夏が本格的にはじまる少し手前の日曜日。部屋の窓を開けて空の様子を確かめる。少し湿気を残した朝の空気を吸い込み、スマホで天気予報を確認して、まあ大丈夫だろうと窓を閉じる。今日の予報は快晴だ。よしっ。俺は小さく気合いを入れた。

 朝食はパンがいい。食卓と冷蔵庫にはおかずやサラダがたくさん準備されている。今日は日曜なので、家族みんな、好きな時間に起きて食べる。パンを一枚取ってトーストしていたら、音を聞きつけたらしく母がやって来た。
「コーヒーのおかわり」
 そう言いながら、サラダなどを手早く取り分けてくれる。朝からたくさんは食べられないが、なんとなくちょうどいい分量だ。
「今日セミナーに行ってくる」
「うん、面白いお話しだといいね」
 しばらく、ポツポツと講義の先生の話をする。母はおかわりしたコーヒーに牛乳を入れてゆっくり飲んでいた。
「ごちそうさま」
 食事が終わったら、使った食器を流しへ運ぶまでがうちのルール。時間によっては洗うこともあるが、たまに後からダメ出しされることもある。こういうのも慣れが必要らしい。
「置いといていいよ」
 母はカップにコーヒーを少し足しながら、手をふった。

 セミナー会場へは自転車で向かう。市内の中心ならバスで行けるが、今日の場所は少し離れたところにある。大きな川の近く。講義内容に沿った選択なのだろう。
 道路の前方や周囲を確認しながら、チラと目線を上げる。空には小さな雲のかたまりがところどころに浮かんでいる。これから晴れていけば薄くなっていくだろうか。地面は乾ききっていない場所もあるので、いつもよりスピードを落として進む。久しぶりに行く地域だ。だからという訳でもないが、何となく、周りの様子をうかがいながら自転車を進める。

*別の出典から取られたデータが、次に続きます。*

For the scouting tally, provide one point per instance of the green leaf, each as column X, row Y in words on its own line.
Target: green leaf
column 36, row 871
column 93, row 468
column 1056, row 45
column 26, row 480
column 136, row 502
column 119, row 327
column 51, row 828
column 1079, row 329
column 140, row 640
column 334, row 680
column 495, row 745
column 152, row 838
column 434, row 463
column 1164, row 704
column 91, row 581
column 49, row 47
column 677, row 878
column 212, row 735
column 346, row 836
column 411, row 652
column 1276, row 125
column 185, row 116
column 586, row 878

 ようやく会場に到着し、所定の自転車置き場に停めて、カギをかけた。バッグを肩にかけて入口に向かうと、ドッと汗が噴き出してきた。風がなくなると一気に湿気につつまれる。自転車をこぎ続けて体温も上がっているので、ダブルで暑い。ハンカチを持っていてよかった。というか、タオルでもいいくらいだ。
 汗を拭きながら入口の方を見ていると、ガラスの扉越しに、受付の人たちが中で立っているのが見えた。入っていった人たちが話をして、出てくる。「あれ?」と思いつつ近づくと、お知らせのポスターにくっつけられた手書きの貼り紙が目に入った。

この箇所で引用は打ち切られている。